Distinguishing Early vs. Late Recurrence
The timing of recurrence is a crucial factor that impacts prognosis and subsequent treatment strategy. Recurrence is generally categorized as either early or late, with the division point typically set at 12 months following the completion of initial therapy. Early relapse, defined as the cancer returning within this first year after treatment, is associated with a significantly poorer outcome.
Patients who experience a recurrence within 12 months often have a very challenging prognosis and a low chance of long-term survival with conventional salvage treatments. Conversely, a late relapse, occurring more than one year after the end of treatment, carries a more favorable prognosis.
Late relapses are sometimes viewed as a new, chemotherapy-naive lymphoma arising from a common precursor cell, which may explain their better response to subsequent therapy. Surveillance for recurrence involves routine physical exams, blood work, and imaging scans like PET or CT scans, usually scheduled every few months for the first two to three years. If a patient remains in complete remission beyond the two-year mark, the chance of future recurrence drops considerably.

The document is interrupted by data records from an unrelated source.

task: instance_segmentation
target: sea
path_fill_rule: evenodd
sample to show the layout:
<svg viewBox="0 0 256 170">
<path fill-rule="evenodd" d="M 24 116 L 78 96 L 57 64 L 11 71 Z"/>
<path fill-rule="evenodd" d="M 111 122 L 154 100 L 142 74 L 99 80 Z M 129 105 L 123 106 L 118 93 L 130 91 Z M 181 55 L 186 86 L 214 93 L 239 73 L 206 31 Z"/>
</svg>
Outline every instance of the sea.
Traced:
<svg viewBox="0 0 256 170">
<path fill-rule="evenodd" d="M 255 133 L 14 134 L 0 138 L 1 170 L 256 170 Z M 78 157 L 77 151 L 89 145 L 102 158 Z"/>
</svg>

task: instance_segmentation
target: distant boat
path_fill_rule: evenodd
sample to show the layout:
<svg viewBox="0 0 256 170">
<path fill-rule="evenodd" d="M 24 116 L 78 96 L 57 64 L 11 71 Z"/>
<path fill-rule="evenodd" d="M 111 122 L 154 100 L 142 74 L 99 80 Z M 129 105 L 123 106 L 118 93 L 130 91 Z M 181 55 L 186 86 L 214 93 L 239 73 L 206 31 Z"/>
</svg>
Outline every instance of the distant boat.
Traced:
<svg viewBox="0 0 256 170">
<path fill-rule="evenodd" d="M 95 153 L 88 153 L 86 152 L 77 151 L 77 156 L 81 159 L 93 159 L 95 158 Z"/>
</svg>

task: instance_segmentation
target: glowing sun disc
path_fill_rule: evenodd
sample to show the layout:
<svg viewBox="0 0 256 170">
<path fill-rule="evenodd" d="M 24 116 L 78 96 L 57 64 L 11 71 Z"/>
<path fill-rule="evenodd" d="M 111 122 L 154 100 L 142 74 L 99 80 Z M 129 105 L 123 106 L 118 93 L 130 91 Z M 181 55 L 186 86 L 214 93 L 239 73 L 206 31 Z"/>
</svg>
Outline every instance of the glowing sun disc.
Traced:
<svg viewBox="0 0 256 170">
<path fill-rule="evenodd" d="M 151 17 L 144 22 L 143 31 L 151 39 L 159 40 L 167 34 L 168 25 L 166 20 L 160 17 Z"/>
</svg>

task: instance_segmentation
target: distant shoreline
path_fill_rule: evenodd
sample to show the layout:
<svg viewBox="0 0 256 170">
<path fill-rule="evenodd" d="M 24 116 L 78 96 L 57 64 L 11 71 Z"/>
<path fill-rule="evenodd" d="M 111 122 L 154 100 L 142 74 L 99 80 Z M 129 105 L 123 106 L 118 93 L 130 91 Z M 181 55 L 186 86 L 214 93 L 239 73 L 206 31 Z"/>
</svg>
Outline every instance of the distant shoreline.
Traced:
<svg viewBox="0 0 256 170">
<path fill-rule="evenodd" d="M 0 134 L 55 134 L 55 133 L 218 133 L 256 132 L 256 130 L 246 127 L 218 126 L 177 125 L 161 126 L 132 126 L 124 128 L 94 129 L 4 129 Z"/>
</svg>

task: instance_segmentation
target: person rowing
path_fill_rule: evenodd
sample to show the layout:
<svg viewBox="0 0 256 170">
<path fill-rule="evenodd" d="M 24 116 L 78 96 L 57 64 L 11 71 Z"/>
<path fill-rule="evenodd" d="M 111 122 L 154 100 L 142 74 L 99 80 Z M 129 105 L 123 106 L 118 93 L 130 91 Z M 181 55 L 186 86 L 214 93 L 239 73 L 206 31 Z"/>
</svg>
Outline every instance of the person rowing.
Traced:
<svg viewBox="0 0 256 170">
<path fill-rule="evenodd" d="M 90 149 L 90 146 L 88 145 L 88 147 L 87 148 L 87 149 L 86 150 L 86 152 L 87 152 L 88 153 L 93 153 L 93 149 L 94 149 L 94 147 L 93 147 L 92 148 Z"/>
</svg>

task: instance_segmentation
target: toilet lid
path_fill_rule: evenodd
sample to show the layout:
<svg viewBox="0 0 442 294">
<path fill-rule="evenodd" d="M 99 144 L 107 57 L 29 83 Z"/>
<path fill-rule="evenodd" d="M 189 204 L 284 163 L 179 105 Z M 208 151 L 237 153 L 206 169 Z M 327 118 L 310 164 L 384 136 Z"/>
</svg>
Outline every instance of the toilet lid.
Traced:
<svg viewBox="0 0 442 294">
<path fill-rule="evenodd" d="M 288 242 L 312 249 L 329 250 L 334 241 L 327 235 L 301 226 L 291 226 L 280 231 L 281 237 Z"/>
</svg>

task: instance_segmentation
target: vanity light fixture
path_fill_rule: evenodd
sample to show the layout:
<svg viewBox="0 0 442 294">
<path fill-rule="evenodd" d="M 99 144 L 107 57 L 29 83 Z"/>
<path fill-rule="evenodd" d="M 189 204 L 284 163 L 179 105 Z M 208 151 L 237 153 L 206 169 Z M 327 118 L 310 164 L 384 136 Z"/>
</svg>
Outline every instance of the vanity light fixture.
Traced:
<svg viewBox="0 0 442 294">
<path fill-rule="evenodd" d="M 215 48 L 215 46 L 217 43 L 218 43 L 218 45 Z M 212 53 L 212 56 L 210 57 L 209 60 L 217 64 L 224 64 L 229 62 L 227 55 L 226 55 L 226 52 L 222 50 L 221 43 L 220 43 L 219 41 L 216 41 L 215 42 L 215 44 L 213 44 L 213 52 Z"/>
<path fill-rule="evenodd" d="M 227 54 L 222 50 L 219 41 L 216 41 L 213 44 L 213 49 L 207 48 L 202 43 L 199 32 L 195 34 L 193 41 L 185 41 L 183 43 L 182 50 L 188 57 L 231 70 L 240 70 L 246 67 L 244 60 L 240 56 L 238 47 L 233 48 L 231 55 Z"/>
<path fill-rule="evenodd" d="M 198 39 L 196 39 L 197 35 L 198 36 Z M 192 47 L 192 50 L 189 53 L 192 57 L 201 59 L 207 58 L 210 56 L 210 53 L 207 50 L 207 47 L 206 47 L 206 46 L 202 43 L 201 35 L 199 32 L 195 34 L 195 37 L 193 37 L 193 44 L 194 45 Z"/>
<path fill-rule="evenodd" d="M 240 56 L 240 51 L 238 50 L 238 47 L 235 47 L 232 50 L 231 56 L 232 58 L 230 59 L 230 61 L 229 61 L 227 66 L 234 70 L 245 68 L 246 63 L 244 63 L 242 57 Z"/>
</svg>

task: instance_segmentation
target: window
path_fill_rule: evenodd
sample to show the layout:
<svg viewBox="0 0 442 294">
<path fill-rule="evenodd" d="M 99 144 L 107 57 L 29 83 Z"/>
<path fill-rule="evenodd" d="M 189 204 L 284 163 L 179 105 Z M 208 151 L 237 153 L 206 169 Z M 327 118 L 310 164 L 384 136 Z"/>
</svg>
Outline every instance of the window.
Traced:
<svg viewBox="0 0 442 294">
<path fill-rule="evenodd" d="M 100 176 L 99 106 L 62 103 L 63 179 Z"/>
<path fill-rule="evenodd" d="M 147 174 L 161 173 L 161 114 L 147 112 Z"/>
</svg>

Treatment Approaches and Prognosis After Relapse
When DLBCL recurs, the treatment approach shifts to “salvage” therapy. The standard goal for patients who are medically fit and young enough is a high-dose chemotherapy regimen followed by an autologous stem cell transplant (ASCT). The high-dose chemotherapy aims to destroy the remaining cancer cells, and the ASCT restores the patient’s blood-forming cells.
For patients who respond well to the salvage chemotherapy, ASCT offers the best chance for a potential cure after relapse, with long-term survival rates estimated to be between 25% and 35%. However, many patients, particularly those who are older or have other medical conditions, may not be eligible for the intensity of high-dose therapy and ASCT. For those with primary refractory disease or an early relapse, the prognosis remains challenging.

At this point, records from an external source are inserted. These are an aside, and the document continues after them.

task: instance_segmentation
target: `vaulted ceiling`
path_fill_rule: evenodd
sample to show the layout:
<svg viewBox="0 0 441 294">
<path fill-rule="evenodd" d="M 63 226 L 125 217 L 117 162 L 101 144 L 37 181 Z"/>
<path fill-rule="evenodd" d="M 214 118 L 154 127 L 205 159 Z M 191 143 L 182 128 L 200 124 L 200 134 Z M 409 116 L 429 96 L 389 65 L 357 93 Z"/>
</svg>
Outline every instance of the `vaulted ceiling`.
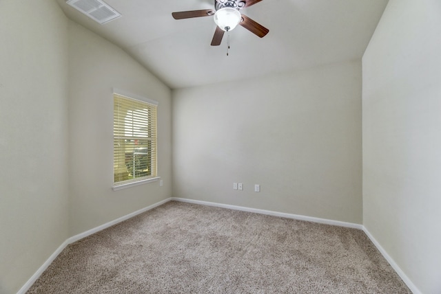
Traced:
<svg viewBox="0 0 441 294">
<path fill-rule="evenodd" d="M 100 25 L 65 3 L 65 14 L 123 48 L 172 89 L 249 79 L 359 59 L 388 0 L 263 0 L 240 12 L 269 30 L 241 26 L 211 46 L 213 16 L 172 12 L 214 8 L 214 0 L 105 0 L 122 14 Z"/>
</svg>

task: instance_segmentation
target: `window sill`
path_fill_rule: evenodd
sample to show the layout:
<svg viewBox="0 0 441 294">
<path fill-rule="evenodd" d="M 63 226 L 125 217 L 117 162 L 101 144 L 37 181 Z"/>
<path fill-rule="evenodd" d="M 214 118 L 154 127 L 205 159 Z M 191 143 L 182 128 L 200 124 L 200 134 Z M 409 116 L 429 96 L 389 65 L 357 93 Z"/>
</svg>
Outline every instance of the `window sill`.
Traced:
<svg viewBox="0 0 441 294">
<path fill-rule="evenodd" d="M 143 185 L 147 183 L 156 182 L 159 179 L 161 179 L 161 177 L 156 177 L 155 178 L 151 178 L 151 179 L 146 179 L 145 180 L 141 180 L 141 181 L 138 181 L 133 183 L 127 183 L 122 185 L 114 185 L 113 187 L 112 187 L 112 189 L 114 191 L 118 191 L 119 190 L 125 189 L 126 188 L 130 188 L 130 187 L 133 187 L 139 185 Z"/>
</svg>

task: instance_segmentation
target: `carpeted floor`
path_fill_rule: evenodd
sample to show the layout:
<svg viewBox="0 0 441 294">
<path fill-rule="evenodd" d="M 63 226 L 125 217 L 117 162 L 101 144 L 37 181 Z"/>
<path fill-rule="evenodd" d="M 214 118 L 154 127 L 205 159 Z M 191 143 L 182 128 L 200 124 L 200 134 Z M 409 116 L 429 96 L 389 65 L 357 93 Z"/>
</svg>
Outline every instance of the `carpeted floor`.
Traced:
<svg viewBox="0 0 441 294">
<path fill-rule="evenodd" d="M 68 246 L 28 293 L 411 293 L 362 231 L 169 202 Z"/>
</svg>

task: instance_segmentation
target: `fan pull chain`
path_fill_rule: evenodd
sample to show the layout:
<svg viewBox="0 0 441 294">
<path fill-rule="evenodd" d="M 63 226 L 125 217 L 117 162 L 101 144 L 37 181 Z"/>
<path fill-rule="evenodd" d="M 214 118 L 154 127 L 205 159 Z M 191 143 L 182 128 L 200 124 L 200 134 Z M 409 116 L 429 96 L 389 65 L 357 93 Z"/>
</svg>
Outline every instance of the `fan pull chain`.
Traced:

Significant advancements have introduced new options for patients who do not respond to salvage chemotherapy or are ineligible for ASCT. CAR T-cell therapy, a form of immunotherapy where a patient’s own T-cells are genetically modified to attack the lymphoma, has become a major therapeutic option. This therapy can achieve durable remissions and cure a subset of patients who previously had few curative options. Additionally, newer targeted agents like bispecific antibodies and antibody-drug conjugates are providing effective, less intensive alternatives for those with relapsed or refractory disease.